Our View

Missouri lawmakers should comply with the Sunshine Law. They should have been following the law all along, but had insisted they were exempt from it. Voters added the Clean Missouri amendment to the Missouri Constitution to make it clear state lawmakers must adhere to it.

Except they haven’t.

On Oct. 23, a government watchdog group filed a lawsuit in an attempt to force the House to follow the law. The lawsuit in Cole County Circuit Court challenges the House rule passed in January that allows representatives to essentially ignore the amendment.

A state lawmaker has also asked Attorney General Eric Schmitt for an opinion on whether House members are acting within the law when they redact names, addresses and other information of people who emailed lawmakers. Such requests of the attorney general are not unusual, but Schmitt, who received the request in March, appears slow in responding to this one.

House Rule 127 states: “Members may keep constituent case files, and records of the caucus of the majority or minority party of the House that contain caucus strategy, confidential. Constituent case files include any correspondence, written or electronic, between a member and a constituent, or between a member and any other party pertaining to a constituent's grievance, a question of eligibility for any benefit as it relates to a particular constituent, or any issue regarding a constituent's request for assistance.”

That rule should not stand. The Sunshine Law is important to curb — or at least reveal — the dirt in the often dirty business of politics.

Lawmakers get a lot of correspondence, but some of it purports to be grassroots email when it is really Astro Turf. For a long time, advocacy groups have written form letters then urged constituents to copy letters or more frequently “click here” to send emails to lawmakers and others. There have even been schemes to incentivize the prefab email passion through rewards — unlawfully.

The latest spin on the pseudo grassroots campaign cuts the constituent out of the process altogether by spoofing email addresses so the purported sender doesn’t know anything about the missive.

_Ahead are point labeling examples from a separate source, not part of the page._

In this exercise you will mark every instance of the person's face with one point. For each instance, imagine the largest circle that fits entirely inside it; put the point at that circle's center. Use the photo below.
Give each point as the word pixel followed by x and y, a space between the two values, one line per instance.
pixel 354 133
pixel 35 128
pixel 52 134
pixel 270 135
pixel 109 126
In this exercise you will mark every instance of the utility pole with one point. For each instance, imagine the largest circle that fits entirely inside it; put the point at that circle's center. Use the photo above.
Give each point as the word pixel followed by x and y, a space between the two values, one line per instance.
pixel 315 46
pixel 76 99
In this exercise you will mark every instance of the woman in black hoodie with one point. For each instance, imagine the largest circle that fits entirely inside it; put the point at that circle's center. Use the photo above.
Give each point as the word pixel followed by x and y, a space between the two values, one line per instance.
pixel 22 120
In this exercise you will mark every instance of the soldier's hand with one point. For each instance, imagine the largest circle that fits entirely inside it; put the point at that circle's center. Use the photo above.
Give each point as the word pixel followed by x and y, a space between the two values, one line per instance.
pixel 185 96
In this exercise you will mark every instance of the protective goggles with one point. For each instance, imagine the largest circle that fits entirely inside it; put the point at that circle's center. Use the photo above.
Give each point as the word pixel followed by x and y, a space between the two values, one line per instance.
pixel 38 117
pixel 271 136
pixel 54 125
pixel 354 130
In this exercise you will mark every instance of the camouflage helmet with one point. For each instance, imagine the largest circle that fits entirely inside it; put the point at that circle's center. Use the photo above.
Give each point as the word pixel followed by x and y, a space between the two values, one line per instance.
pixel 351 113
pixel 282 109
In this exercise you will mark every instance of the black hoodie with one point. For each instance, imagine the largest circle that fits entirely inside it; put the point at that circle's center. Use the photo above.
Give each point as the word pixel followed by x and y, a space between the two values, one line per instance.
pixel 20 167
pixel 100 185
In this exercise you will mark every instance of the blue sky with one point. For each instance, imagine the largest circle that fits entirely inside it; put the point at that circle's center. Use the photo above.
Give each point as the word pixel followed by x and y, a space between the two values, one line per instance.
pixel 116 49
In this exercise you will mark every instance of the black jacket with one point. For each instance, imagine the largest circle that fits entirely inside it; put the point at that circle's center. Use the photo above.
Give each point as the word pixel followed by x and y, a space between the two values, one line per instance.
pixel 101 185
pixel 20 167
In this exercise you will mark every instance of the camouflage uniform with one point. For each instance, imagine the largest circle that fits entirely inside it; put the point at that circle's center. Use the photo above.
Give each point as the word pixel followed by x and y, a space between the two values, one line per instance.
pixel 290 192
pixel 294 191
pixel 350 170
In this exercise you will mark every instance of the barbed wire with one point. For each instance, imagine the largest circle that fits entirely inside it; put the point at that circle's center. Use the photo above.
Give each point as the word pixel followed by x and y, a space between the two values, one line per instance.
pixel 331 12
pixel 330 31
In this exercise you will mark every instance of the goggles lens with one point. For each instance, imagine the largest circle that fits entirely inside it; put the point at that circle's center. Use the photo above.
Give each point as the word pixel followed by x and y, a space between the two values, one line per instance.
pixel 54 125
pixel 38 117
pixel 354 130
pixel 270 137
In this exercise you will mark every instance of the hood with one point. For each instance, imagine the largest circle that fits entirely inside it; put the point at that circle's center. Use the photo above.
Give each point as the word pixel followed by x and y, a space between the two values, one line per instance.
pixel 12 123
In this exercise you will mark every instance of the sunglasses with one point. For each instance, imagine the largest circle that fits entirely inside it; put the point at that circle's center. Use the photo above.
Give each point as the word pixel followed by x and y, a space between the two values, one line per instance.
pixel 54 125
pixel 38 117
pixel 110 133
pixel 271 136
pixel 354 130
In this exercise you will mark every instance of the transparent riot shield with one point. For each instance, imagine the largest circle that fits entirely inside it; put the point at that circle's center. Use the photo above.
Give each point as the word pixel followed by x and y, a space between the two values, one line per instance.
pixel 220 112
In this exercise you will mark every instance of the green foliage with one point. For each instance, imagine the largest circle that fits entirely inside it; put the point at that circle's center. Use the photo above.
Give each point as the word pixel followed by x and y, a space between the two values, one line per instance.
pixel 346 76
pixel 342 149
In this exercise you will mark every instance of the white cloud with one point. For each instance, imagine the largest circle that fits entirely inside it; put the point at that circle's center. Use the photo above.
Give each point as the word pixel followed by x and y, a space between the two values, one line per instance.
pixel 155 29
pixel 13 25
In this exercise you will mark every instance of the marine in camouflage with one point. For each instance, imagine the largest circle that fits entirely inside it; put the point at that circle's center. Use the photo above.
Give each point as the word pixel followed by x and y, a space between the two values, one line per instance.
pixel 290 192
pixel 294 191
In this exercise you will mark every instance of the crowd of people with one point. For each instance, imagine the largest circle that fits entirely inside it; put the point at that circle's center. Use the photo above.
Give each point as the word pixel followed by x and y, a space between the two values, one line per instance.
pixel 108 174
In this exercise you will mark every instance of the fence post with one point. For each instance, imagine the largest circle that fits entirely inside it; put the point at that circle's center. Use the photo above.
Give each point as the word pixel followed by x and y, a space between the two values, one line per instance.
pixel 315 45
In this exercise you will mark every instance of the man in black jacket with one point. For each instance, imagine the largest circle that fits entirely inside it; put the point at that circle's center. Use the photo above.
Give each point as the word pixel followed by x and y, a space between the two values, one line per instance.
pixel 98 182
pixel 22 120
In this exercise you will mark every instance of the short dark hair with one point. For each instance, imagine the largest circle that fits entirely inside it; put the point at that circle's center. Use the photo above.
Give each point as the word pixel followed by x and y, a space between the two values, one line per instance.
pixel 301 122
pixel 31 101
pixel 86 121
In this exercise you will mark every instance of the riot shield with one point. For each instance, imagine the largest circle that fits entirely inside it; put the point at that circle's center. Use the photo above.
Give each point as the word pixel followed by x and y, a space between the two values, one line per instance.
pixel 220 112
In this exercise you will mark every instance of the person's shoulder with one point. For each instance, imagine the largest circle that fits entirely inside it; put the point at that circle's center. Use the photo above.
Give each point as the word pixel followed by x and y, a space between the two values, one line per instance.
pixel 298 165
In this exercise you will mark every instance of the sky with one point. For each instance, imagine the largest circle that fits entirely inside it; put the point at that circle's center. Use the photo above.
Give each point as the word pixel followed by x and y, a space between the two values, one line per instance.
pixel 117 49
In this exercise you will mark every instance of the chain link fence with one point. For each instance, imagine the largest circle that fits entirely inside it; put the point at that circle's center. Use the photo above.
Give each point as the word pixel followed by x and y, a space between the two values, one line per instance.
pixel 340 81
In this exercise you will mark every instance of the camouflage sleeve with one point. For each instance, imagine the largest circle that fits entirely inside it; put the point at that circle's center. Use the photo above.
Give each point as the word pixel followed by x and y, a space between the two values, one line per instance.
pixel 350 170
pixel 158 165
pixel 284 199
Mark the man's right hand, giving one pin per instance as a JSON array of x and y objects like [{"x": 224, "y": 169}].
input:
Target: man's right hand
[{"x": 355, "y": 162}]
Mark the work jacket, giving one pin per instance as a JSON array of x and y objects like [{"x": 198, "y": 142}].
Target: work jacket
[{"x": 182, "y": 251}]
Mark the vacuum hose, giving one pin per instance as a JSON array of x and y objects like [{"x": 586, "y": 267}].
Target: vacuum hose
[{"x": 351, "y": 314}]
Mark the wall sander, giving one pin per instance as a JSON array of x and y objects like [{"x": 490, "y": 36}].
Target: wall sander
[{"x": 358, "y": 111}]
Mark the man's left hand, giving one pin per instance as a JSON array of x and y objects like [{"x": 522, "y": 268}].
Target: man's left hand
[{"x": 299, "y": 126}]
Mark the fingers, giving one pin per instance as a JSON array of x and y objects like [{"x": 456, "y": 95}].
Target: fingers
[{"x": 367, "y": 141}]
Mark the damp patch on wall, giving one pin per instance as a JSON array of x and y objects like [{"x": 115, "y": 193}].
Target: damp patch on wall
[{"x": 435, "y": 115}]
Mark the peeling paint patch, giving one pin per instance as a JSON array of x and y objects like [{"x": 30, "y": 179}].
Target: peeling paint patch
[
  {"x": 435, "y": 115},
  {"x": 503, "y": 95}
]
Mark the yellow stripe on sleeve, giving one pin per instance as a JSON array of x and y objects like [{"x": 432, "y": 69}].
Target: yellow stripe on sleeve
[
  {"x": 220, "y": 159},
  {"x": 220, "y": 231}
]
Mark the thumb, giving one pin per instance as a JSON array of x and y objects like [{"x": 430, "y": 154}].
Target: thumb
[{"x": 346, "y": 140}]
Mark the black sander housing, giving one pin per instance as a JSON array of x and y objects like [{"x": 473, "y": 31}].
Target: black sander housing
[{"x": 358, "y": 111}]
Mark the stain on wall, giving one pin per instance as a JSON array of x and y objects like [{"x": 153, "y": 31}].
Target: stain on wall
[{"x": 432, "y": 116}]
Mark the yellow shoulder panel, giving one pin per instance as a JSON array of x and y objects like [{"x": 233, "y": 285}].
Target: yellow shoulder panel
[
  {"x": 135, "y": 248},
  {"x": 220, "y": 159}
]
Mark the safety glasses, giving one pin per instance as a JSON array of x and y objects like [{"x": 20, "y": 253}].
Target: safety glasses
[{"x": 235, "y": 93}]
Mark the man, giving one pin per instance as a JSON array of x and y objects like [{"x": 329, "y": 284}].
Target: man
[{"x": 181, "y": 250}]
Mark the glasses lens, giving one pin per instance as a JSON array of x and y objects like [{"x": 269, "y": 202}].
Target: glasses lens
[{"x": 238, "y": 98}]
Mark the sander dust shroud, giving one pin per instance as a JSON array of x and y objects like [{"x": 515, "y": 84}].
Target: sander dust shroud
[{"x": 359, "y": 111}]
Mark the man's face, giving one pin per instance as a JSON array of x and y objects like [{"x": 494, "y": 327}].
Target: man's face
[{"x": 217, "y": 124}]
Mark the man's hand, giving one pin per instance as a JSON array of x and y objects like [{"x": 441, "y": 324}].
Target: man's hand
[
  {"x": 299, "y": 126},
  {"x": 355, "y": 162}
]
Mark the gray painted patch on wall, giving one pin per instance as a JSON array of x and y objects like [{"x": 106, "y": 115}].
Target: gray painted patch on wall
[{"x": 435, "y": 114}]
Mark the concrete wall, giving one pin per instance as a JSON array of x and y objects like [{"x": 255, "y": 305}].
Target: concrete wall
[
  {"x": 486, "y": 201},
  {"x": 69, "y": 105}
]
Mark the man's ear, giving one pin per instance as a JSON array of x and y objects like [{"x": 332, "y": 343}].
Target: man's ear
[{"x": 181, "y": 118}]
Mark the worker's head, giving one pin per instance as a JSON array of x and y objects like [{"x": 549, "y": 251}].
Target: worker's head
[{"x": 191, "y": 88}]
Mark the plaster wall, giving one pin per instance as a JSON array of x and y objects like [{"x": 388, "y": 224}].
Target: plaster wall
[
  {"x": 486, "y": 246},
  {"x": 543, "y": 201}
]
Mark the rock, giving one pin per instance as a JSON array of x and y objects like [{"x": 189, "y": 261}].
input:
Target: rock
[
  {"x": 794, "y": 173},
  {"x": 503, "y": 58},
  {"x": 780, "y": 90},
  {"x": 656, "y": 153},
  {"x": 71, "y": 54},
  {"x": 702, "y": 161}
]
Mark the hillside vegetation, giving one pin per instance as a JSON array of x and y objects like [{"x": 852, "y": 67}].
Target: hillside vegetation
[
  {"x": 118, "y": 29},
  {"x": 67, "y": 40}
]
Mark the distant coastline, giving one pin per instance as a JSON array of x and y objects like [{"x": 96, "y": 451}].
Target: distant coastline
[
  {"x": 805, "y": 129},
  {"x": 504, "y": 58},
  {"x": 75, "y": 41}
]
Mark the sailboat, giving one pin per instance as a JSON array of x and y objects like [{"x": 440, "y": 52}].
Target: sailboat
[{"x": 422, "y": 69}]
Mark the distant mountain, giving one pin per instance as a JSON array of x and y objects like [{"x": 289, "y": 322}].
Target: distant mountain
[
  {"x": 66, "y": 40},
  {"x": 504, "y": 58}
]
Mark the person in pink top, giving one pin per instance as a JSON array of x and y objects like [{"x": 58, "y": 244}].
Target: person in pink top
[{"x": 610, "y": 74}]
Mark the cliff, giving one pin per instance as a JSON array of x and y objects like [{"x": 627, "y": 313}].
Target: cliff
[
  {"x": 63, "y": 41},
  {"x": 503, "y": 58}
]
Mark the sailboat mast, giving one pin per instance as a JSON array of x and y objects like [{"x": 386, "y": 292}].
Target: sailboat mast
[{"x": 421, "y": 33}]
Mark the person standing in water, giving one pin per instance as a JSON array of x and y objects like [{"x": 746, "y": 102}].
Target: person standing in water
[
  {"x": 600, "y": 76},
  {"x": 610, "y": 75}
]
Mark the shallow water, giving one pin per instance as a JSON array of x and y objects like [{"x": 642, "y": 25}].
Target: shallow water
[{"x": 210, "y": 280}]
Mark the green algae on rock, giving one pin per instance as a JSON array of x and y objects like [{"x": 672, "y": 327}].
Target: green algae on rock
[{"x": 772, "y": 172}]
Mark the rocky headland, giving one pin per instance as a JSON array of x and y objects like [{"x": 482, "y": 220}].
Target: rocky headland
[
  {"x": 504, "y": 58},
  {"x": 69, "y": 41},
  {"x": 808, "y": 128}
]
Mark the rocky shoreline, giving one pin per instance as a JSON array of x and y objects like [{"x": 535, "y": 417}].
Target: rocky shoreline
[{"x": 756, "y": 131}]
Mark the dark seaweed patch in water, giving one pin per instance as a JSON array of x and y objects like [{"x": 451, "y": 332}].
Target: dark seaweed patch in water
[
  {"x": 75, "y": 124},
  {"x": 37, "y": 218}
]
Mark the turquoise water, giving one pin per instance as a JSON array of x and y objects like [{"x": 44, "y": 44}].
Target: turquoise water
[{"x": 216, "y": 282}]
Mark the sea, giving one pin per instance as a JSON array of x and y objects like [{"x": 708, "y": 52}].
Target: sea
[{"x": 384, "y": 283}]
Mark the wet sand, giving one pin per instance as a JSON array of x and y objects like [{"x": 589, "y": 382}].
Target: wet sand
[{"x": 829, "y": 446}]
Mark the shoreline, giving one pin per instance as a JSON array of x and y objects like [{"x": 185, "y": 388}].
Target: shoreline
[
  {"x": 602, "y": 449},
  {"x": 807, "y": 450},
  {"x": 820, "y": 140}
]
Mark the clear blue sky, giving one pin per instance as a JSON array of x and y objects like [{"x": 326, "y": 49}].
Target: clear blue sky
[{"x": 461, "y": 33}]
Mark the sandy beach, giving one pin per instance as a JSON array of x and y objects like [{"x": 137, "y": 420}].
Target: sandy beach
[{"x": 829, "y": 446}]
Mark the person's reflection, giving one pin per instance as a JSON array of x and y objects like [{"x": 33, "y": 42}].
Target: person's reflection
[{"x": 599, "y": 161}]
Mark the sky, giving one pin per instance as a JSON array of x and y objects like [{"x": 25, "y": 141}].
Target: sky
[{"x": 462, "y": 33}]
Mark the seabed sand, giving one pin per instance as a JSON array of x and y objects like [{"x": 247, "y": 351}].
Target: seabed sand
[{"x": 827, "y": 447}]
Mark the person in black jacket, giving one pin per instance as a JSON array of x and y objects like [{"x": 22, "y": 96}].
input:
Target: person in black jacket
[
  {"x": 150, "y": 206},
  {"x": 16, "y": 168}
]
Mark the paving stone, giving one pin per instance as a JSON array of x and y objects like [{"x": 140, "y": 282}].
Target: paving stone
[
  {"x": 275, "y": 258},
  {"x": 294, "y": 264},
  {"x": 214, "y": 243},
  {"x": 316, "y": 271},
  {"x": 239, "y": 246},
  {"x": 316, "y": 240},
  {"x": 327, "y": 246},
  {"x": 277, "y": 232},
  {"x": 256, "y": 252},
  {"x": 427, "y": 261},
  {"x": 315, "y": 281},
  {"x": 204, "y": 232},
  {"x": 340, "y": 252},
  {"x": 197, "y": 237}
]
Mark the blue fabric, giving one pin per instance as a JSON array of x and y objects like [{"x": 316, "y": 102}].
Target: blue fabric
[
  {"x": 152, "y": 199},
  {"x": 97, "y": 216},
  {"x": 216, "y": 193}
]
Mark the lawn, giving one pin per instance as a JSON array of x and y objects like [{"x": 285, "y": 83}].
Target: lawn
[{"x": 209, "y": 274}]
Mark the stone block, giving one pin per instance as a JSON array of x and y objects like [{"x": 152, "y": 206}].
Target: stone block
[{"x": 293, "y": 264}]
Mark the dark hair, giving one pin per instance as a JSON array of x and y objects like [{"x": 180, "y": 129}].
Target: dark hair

That appears to have been the case in a number of Astro Turf campaigns in the last few years, and the St. Louis Post-Dispatch reported that it is suspected in a 2018 campaign to urge Missouri lawmakers to pass legislation to make it harder for consumers to file negligence suits against out-of-state companies.

But how will we discover the spoofed emails if we cannot know that lawmakers are receiving them?

We look forward to the court’s verdict, but the attorney general should stop delaying and render an opinion in the matter.

Better yet, lawmakers should rescind the rule and comply with the will of the people of Missouri.